If you want to re-cluster at a specific threshold (e.g. to get bigger clusters), you can do:
mkdir recluster cd recluster/ cp ../Distances_Matrix.data.npy . cp ../*ChiSquare_Grid_Stats.txt . cp ../*Sampling_Precision_Stats.txt . imp_sampcon exhaust -n elongator \ --rmfA ../sample_A/sample_A_models.rmf3 \ --rmfB ../sample_B/sample_B_models.rmf3 \ --scoreA ../scoresA.txt --scoreB ../scoresB.txt \ -d ../density.txt \ -m cpu_omp \ -c 4 \ -gp \ --ambiguity ../../symm_groups.txt \ --skip \ --cluster_threshold 25 \ --voxel 2
And generate cluster models updating paths:
extract_cluster_models.py \ --project_dir ../../../../ \ --outdir cluster.0/ \ --ntop 1 \ --scores ../../all_scores.csv \ --rebuild_loops \ ../Identities_A.txt ../Identities_B.txt cluster.0.all.txt
Conclusions
The analysis shows that the sampling converged was exhaustive:
the individual runs converge
the exhaustiveness has been reached at 10-20 Angstrom according to the statistical test
two random samples of models have similar score distributions and are similarly distributed over the clusters
Warning
The precision estimates still should be taken with caution, as for the previous stage, but here the estimates are a bit more realistic because the original models were allowed to explore larger conformational space.
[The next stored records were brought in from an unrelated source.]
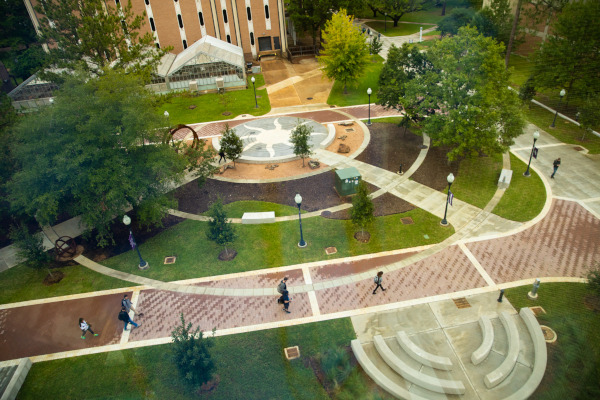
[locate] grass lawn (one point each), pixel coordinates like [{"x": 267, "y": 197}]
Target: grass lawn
[
  {"x": 564, "y": 130},
  {"x": 477, "y": 179},
  {"x": 21, "y": 283},
  {"x": 238, "y": 208},
  {"x": 249, "y": 365},
  {"x": 209, "y": 106},
  {"x": 574, "y": 359},
  {"x": 274, "y": 245},
  {"x": 400, "y": 30},
  {"x": 358, "y": 94},
  {"x": 525, "y": 197}
]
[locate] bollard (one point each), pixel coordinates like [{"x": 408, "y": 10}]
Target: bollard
[{"x": 533, "y": 294}]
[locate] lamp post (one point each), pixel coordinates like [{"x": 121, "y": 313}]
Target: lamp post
[
  {"x": 450, "y": 179},
  {"x": 254, "y": 86},
  {"x": 536, "y": 135},
  {"x": 127, "y": 221},
  {"x": 562, "y": 94},
  {"x": 298, "y": 200},
  {"x": 369, "y": 91}
]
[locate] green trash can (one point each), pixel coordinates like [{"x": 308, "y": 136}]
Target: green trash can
[{"x": 346, "y": 181}]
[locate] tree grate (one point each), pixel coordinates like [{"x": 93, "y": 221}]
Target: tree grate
[{"x": 461, "y": 303}]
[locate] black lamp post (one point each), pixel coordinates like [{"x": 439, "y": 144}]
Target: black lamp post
[
  {"x": 143, "y": 264},
  {"x": 298, "y": 200},
  {"x": 562, "y": 94},
  {"x": 369, "y": 91},
  {"x": 450, "y": 179},
  {"x": 536, "y": 135},
  {"x": 254, "y": 86}
]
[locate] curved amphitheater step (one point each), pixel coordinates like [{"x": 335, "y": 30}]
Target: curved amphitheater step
[{"x": 398, "y": 351}]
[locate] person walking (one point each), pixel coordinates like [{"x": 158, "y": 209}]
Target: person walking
[
  {"x": 282, "y": 285},
  {"x": 85, "y": 327},
  {"x": 556, "y": 164},
  {"x": 126, "y": 302},
  {"x": 124, "y": 316},
  {"x": 378, "y": 279},
  {"x": 286, "y": 301}
]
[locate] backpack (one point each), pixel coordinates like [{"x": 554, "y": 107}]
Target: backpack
[{"x": 281, "y": 287}]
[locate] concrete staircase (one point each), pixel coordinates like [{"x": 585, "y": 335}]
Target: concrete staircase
[{"x": 494, "y": 358}]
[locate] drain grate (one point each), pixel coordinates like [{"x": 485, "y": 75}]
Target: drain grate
[
  {"x": 461, "y": 303},
  {"x": 291, "y": 352}
]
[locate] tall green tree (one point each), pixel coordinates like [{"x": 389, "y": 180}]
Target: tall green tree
[
  {"x": 300, "y": 138},
  {"x": 220, "y": 230},
  {"x": 190, "y": 352},
  {"x": 395, "y": 9},
  {"x": 231, "y": 144},
  {"x": 95, "y": 152},
  {"x": 570, "y": 58},
  {"x": 465, "y": 96},
  {"x": 91, "y": 35},
  {"x": 346, "y": 54},
  {"x": 362, "y": 207}
]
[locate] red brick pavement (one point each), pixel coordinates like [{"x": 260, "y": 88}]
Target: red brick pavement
[
  {"x": 562, "y": 244},
  {"x": 161, "y": 312},
  {"x": 445, "y": 272}
]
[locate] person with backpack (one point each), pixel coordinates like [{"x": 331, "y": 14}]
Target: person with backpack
[
  {"x": 378, "y": 279},
  {"x": 124, "y": 316},
  {"x": 282, "y": 285},
  {"x": 85, "y": 327}
]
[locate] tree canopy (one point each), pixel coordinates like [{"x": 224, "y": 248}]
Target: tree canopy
[
  {"x": 97, "y": 150},
  {"x": 91, "y": 35},
  {"x": 346, "y": 54},
  {"x": 462, "y": 95},
  {"x": 570, "y": 58}
]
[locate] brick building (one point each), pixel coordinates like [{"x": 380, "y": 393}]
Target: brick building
[{"x": 257, "y": 26}]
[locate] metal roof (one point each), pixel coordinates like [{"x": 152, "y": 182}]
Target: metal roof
[{"x": 206, "y": 50}]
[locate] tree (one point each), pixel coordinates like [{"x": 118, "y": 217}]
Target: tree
[
  {"x": 95, "y": 152},
  {"x": 190, "y": 352},
  {"x": 231, "y": 144},
  {"x": 300, "y": 138},
  {"x": 220, "y": 229},
  {"x": 345, "y": 55},
  {"x": 589, "y": 115},
  {"x": 395, "y": 9},
  {"x": 362, "y": 207},
  {"x": 570, "y": 57},
  {"x": 527, "y": 91},
  {"x": 465, "y": 96},
  {"x": 375, "y": 45},
  {"x": 91, "y": 35}
]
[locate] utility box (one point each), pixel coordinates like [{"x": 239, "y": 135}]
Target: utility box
[{"x": 346, "y": 181}]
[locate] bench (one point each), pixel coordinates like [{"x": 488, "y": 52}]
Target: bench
[
  {"x": 505, "y": 177},
  {"x": 421, "y": 355},
  {"x": 267, "y": 217},
  {"x": 498, "y": 375},
  {"x": 486, "y": 344},
  {"x": 412, "y": 375}
]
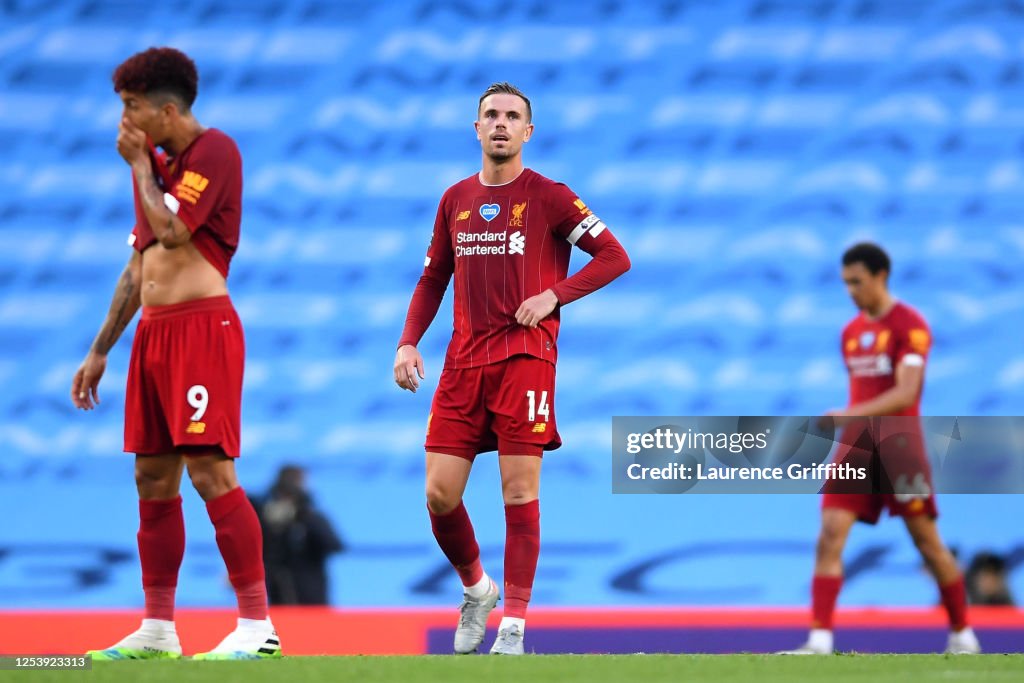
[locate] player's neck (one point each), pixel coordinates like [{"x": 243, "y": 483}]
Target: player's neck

The crosslinks are now satisfied in the top scoring model.
For further biological hypothesis generation based on the model, we would use the top scoring models from each cluster and from all runs.
We might use this top scoring model as a representative model for figures.
As the “final output”, however, we would use the ensemble of models (e.g. from the clusters or top 10 models from all runs) for depicting the uncertainty.